Publish Date: Jun 05, 2017 | 11 Ratings | 2.64 out of 5 | Print

Overview

PXI Express is changing the way engineers design systems. This document discusses the technology that enables high-speed data streaming, application design that maximizes system streaming performance, and data rate benchmarks that can be achieved in stream-to-disk and stream-to-memory applications.

Table of Contents

  1. Introduction
  2. Streaming Technology
  3. Best Programming Practices for Stream-to-Disk Applications
  4. Hardware and Software Considerations
  5. Stream to/from Disk Benchmarks
  6. Stream to/from Memory Benchmarks
  7. Conclusion

NOTE: The products and benchmarks in this document do not reflect NI's latest technology and solutions. Please visit ni.com/streaming for more current information. 

 

1. Introduction

Many engineers utilize streaming, but for numerous applications data cannot be generated or acquired fast enough. In these situations, engineers must compromise by using a slower sample rate to transfer data over the bus or by sampling at the necessary high-speeds for the short periods of time that onboard instrument memory allows. Neither sacrifice is desirable.

Traditionally, benchtop instrumentation systems such as oscilloscopes, logic analyzers, and arbitrary waveform generators have implemented limited data streaming. Although many instruments have incredibly fast sampling rates and high bandwidths, the bus that interfaces with the PC to return data to the user is often overlooked, yet it can dramatically increase overall test times. For example, the majority of acquisitions performed with stand-alone oscilloscopes are finite. The duration of the acquisition is dictated by the amount of onboard memory available in the oscilloscope (a stand-alone arbitrary waveform generator has the same limitation, except the waveform is downloaded to the onboard device memory for generation). After the acquisition is complete, the data is transferred to the controlling PC using Ethernet or, more commonly, GPIB. Consider a case where data is sampled at 1 GS/s after an event trigger. If the device has 256 MB of onboard memory per channel, the memory would be full and end acquiring after about 250 ms. If the instrument interfaces using the GPIB bus (which has a bandwidth of about 1 MB/s), the user must wait almost 4.5 minutes (250 s) for this data to be transferred to the computer for analysis. Now compare this to an NI digitizer/oscilloscope with the same sample rate and onboard memory. The same data transfer would take fewer than 3 seconds over the high-bandwidth PCI/PXI bus: a more than 80x improvement! The PCI Express/PXI Express bus enables even faster data transfers  

 

Back to Top

2. Streaming Technology

PXI Express, built on PCI Express technology, offers dedicated bandwidth per instrument. PCI Express, available in x1, x4, x8, and x16 links (pronounced “by 1,” “by 4,” and so on), provides 250 MB/s of throughput per lane with very low latency. The x1 and x4 options are most common for instrument-class hardware and provide 250 MB/s and 1 GB/s (four lanes at 250 MB/s) of dedicated throughput, respectively. As a result, total system throughput increases as the number of instruments in a chassis increase. The figure below highlights the bandwidth of various buses versus their latency. Latency describes the delay that occurs in any transmission of data, and it is frequently forgotten when considering system design. Many people recognize that higher bandwidth is desirable, but high latency can also detrimentally affect test times and should be a consideration when designing a system.  

 

 

Figure 1. Bandwidth vs. Latency of Popular Instrument Buses

The PXI platform, since it is based on the high-bandwidth PCI and PCI Express buses, enables instruments to stream data to or from sources other than onboard device memory. A PXI/PXI Express digitizer or oscilloscope is able to continuously acquire at a high sample rate because the high bandwidth of the bus allows theoretical real-time data transfer to PC memory or disk at rates up to 1 GB/s so that data can be fetched before it is overwritten in device memory. 

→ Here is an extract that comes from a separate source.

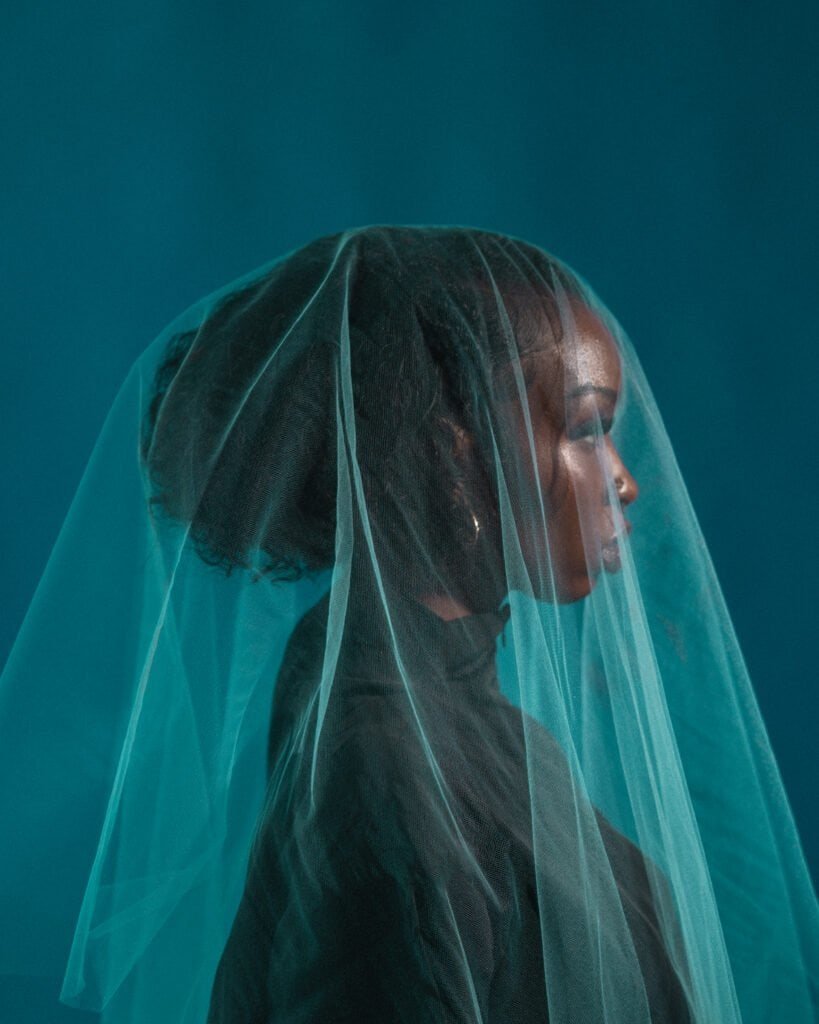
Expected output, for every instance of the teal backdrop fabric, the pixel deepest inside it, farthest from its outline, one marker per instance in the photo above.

Consequently, the bottleneck for an acquisition or generation is no longer the bus, but actually reading or writing the data to the system storage – a hard drive or even a Redundant Array of Inexpensive Disks (RAID) array. Again, this means engineers can acquire or generate data for long periods of time at the high sampling rates they need, instead of compromising their sample rate or test time.  For example, using an NI PXIe-5122 digitizer and a 24-drive RAID array with a capacity of 24 TB, data can be captured at the maximum sampling rate of 100 MS/s on both simultaneously-sampled channels for more than 15 hours. 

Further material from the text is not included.